As Google wrestles with the way, it compensates males and females amid a Labor Department investigation and a capability magnificence motion lawsuit alleging it has underpaid women, a New York Times file reveals the business enterprise has seemingly tipped the scales the alternative manner and started underpaying low-degree male engineers. But in response to this information, industry observers point out that remedying the evident underrepresentation of girls and people of color in tech transcends pay by myself. The obstacles that prevent various people from advancing interior Google and other Silicon Valley giants are complicated and ingrained in the tradition of the tech and engineering world. In different phrases, it isn’t straightforward.
Further underscoring the demanding situations of addressing the diversity gap is the latest complaint leveled at the venerable TV information magazine 60 Minutes. The display drew hearth from Girls Who Code founder Reshma Saujani whilst it aired “Cracking The Code,” a story about the undertaking of bringing more women into the generation area yet did now not spotlight any lady-led efforts. And in doing so, like Google’s current try and mitigate inequities through pay, the file oversimplified why the industry has struggled to transport the needle. After spending 5 years interviewing greater than 300 woman engineers, entrepreneurs, teachers, university students, and assignment investors for Geek Girl Rising: Inside the Sisterhood Shaking Up Tech, the ebook I and co-writer Samantha Walravens published in 2017, I can say with conviction that there’s a whole lot greater to the story.

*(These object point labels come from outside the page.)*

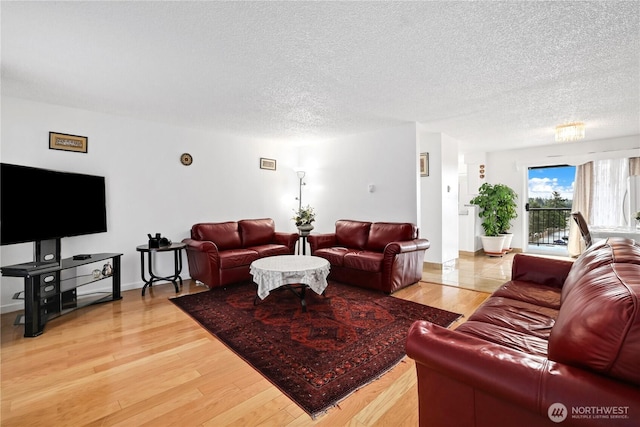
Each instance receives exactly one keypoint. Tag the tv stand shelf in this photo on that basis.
(50, 288)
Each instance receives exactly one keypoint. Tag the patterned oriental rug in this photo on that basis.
(346, 339)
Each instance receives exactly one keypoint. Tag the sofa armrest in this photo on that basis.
(320, 241)
(530, 382)
(287, 239)
(540, 270)
(394, 248)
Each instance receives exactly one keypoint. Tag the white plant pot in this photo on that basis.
(508, 237)
(492, 245)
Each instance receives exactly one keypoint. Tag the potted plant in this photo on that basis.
(303, 218)
(496, 204)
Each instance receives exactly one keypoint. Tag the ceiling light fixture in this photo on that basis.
(570, 132)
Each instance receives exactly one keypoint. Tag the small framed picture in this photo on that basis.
(424, 164)
(61, 141)
(269, 164)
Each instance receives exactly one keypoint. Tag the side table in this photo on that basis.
(176, 248)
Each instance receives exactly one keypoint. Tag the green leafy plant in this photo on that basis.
(497, 204)
(304, 216)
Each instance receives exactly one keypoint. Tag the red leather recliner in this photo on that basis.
(384, 256)
(557, 345)
(221, 253)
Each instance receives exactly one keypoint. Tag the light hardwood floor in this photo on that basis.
(142, 361)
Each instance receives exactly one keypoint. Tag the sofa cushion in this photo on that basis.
(534, 293)
(598, 327)
(224, 234)
(520, 316)
(334, 255)
(256, 232)
(382, 233)
(352, 234)
(364, 260)
(507, 337)
(233, 258)
(604, 252)
(270, 249)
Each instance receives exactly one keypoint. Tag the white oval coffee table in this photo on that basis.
(297, 272)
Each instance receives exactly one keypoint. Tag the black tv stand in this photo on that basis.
(50, 288)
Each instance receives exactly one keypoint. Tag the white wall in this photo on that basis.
(439, 196)
(339, 172)
(149, 191)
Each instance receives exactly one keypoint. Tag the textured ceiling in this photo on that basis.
(493, 75)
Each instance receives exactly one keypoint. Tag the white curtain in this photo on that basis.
(610, 184)
(634, 166)
(582, 197)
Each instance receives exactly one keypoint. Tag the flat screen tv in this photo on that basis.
(41, 204)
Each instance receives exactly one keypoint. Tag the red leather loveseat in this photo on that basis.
(221, 253)
(557, 345)
(385, 256)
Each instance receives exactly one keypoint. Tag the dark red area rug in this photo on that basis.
(346, 339)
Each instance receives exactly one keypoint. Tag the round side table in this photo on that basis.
(176, 248)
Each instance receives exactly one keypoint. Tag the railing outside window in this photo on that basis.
(549, 226)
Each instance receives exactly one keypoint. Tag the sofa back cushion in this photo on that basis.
(352, 234)
(224, 234)
(598, 326)
(255, 232)
(382, 233)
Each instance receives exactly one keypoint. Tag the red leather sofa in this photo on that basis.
(221, 253)
(557, 345)
(385, 256)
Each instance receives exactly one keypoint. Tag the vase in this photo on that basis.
(305, 229)
(492, 245)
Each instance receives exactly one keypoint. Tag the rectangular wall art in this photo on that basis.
(61, 141)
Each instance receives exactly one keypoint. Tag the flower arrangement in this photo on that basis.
(304, 216)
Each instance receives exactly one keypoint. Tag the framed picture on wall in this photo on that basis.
(269, 164)
(424, 164)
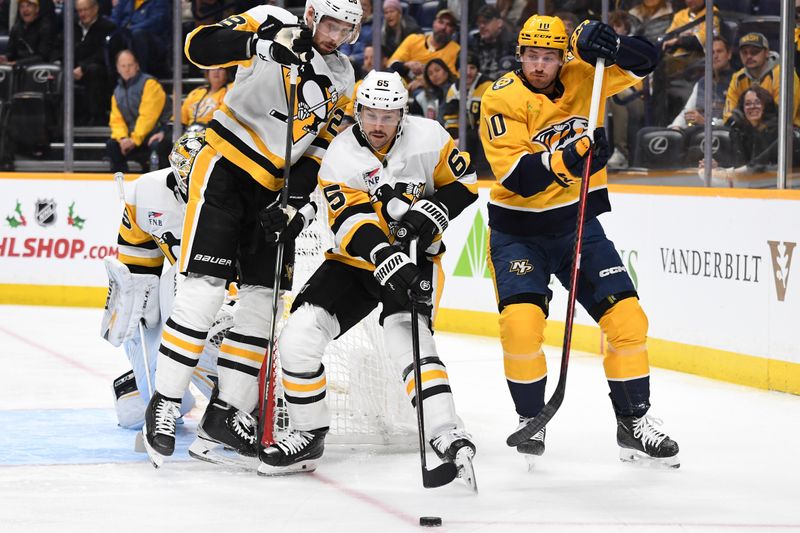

The broadcast focused on the “pipeline trouble” and encouraged extra girls to learn how to code and enter the sector. Yes, there is a dire want to get greater youngsters from all backgrounds to increase twenty-first-century competencies to fill the roles of the next day. But there are also essential problems that want to be fixed in the groups powering the virtual financial system itself. As Saujani argues, real exchange calls for considerate action throughout the entire schooling continuum and tech ecosystem — from kindergarten classrooms through university and grad college lecture halls and into the personnel. Yet, the 60 tales left out the challenges of maintaining ladies and those of color and the reasons for what a few have termed the “leaky pipeline.” It glossed over how bias and sexism inside tech agencies are directly related to the dearth of girls and numerous people in management and on corporate boards; the salary gap; the lack of project capital invested in startups based by women and people of color; the manner AP laptop science used to learn in high colleges until the College Board revamped it in recent years; the few girls in tech portrayed on TV and at the big display screen; and the dearth of significant recruitment at HBCU’s (Historically Black Colleges and Universities) and in cities out of doors America’s coastal tech hubs.
As a former community TV information correspondent, I am pretty familiar with the editing procedure and how hard it’s miles to boil down a complicated television tale into a succinct piece. I will admit I do no longer recognize what became left at the “slicing room ground.” (As this post became being posted, Ayah Bdeir, founder of little bits, found out some details of ways her interview failed to make it into the piece.) I did put in a request for comment on Saujani’s issues, and CBS has not but spoke back. A section on CBS News This Morning, the day after the 60 Minutes piece aired, took a far more thorough look at the issue with the aid of inspecting employee-led movements combatting gender discrimination that has bubbled up inside Google and different tech businesses in latest years.
But as I sat with my circle of relatives to watch Sunday night’s broadcast (consisting of my center school-aged daughter and son, who have each participated in Code.Org’s programs), I changed into struck by the lack of depth and the ignored opportunity to elevate the voices of the underrepresented people main the grassroots motion for cultural change and the effect they may be having. A deeper dive and airtime for activists like Saujani, Kimberly Bryant, founder of Black Girls Code and CSforAll’s Ruthe Farmer and businesses consisting of NCWIT; BUILTBYGIRLS; GirlsMakeGames; Project Include; she++; the Girls Scouts; digitalundivided; Backstage Capital; Pipeline Angels and endless others helmed using girls, and those of color may want to have introduced precious insights to this nuanced tale.